Originally Posted by labraiser
Either way, there is no copay, no deductible, etc. The level of care stays the same. It is just a way for the DOD to recoup some of the cost of care by billing the insurance companies of soldiers that have outside insurance.
Your job at a large company / workman's comp has nothing to do with this. I have no idea where you got that.
NOTHING CHANGES FOR THE SERVICEMAN.
I was just making the comparison of the military to a private job. I still don't think it's right for the Adminstration to do this. In the end it will drive up cost for all of us.
All of these things are the "change he promised!"
You just didn't know it.
I don't understand.
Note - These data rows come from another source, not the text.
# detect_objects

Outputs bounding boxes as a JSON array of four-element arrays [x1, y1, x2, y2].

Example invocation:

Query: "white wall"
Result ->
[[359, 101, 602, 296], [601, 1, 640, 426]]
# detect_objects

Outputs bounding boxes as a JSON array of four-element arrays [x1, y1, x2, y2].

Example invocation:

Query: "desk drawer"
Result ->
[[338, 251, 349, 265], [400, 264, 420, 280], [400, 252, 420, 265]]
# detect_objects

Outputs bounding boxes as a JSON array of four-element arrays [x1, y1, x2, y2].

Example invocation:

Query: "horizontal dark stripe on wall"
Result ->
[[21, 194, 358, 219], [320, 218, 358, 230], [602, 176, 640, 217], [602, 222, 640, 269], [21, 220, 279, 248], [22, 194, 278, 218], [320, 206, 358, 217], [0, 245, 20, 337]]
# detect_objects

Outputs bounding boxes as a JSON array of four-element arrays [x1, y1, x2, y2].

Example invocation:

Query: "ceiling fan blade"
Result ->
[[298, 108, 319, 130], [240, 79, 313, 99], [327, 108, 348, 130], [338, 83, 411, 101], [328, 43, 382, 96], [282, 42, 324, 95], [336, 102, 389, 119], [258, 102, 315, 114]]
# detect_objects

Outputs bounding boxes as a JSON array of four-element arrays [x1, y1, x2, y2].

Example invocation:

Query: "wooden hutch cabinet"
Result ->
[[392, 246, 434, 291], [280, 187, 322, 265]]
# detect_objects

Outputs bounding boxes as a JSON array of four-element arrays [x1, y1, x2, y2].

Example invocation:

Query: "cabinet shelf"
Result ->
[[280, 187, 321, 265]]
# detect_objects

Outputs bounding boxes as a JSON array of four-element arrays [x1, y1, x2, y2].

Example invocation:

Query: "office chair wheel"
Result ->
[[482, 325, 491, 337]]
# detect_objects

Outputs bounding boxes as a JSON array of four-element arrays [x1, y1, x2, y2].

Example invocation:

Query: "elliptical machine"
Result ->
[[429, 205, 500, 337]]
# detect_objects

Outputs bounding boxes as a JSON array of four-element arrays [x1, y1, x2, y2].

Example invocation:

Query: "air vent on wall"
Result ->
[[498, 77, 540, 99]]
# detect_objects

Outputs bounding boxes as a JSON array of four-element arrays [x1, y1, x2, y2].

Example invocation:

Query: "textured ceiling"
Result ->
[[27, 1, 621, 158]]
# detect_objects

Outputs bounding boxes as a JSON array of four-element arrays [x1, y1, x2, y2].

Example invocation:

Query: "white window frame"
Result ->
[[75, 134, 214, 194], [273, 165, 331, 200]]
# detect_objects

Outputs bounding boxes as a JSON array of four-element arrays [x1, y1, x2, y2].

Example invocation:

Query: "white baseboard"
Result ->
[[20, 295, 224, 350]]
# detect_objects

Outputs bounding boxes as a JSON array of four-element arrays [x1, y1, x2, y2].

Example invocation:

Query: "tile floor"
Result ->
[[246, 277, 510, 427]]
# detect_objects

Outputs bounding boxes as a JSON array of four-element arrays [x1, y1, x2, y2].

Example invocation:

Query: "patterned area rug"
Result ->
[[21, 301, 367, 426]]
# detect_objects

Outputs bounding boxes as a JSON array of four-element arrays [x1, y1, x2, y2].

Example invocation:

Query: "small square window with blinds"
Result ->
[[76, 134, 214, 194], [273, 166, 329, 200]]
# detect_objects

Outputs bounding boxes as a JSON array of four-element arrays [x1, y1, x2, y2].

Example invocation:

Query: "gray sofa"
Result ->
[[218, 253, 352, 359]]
It actually reduces the burden on the taxpayer.
Originally Posted by labraiser
What do insurance companies do when they have to put out more? They raise the rate for ALL policy holders. Insurance companies project their cost and spread the cost to all policy holders. Why do you think most home owners cost went up after 911 and katrina.
Paying for the medical costs of a wounded vet is not a burden, its part of the price of being a citizen.
When I was a cop, if I got hurt on the job workmans compensation paid the bill, not my private insurance, why should private insurance pick up the tab for a vet wounded serving his country?
Its a shame you cannot impeach a a govt official for stupidity, the one who thought this up must be a real genius.
As one "in the program" for a few decades, I'd like to say the VA in my area is providing me with excellant health care. They take care of me locally, except for major surgery, which is done in the larger markets. (Ft. Snelling in St. Paul for our region)
OR...as I opted to do when I needed orthoscopic surgery, cataract surgery, heart surgery, I had it done outside the VA, where my personal health insurance was used. This was more costly for me, but it was my option, and I chose to forgo traveling to the Twin Cities, and have the operations done locally.
After a recent VA CT scan, I was diagnosed with AAA. We are in the "wait and watch" period of treatment, but when the time comes for surgery, I will again opt to have it done locally. At that time I will again pick up the costs of the co-pay that isn't covered by Medicare or my supplemental health care policy, as I did previously without any Medicare at those times.
I have no problem with these arraingements. I'm grateful for all the VA has done for me.
Could not agree with you more Bob. Obama will be remembered as the worst socialist pres we ever had or will have.
A burden on the taxpayer? That's great.
Obama should just change the military's Oath of Office. Something like this...
"I, PFC Burden, do solemnly swear (or affirm) that I will support and defend the Constitution of the United States against all enemies, foreign and domestic; and that I will try not to be a burden to the same."...so help me God.